Diversification is always important (just don't tell Mark Cuban that

). Let me remind you of one other thing where I'm sure your investment advisor is also aware: With the oil royalty trusts, not only is it a monthly distribution without regard to growth, but it is also taxed differently. Here's the trick, though, to take real advantage: Only own it for a couple of years, and then sell it. Wait the 30 days to avoid a wash sale, and then buy it back. It's a nice little loophole, especially if you can go back and forth between two of them. I'm currently long ROYT and CRT at about 5:2, but am looking to replace CRT with something else, since the nat gas portion of the properties is killing me.
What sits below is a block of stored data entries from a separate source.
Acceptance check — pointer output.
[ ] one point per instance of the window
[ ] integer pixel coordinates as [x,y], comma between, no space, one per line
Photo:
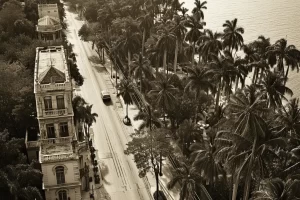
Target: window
[60,175]
[62,195]
[48,103]
[63,129]
[50,131]
[60,102]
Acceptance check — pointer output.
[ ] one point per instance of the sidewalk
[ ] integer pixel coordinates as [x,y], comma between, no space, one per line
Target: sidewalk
[120,106]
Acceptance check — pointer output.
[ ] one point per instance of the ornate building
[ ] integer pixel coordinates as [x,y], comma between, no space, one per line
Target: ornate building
[57,147]
[49,27]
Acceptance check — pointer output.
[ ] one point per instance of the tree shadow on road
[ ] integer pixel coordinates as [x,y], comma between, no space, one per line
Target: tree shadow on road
[94,59]
[104,172]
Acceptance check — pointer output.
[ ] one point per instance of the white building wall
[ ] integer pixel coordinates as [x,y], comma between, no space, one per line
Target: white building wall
[71,171]
[72,193]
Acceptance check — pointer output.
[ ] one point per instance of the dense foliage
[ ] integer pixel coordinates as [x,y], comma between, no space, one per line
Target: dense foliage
[240,136]
[18,42]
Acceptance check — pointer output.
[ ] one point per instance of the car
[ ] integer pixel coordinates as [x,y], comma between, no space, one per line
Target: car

I'm glad to read that you're taking charge of your bucks. I'm sure many of us will help to give you good advice as well. One thing to remember about stock market investing is that it is not a science; it is an art. Just like sports, there are many different ways to reach your end goals. Like you've probably read, people have different opinions about diversification, dividends, specific sectors (or even specific stocks) to invest, types of assets, the list never ends. As with anything else in life, use what you learn as a basis and apply it to a specific strategy, but be sure that it is completely your own. The only reason I say this is because if you try to copy someone else's strategy, you may miss something important that could be the key between making a bundle and losing your shirt.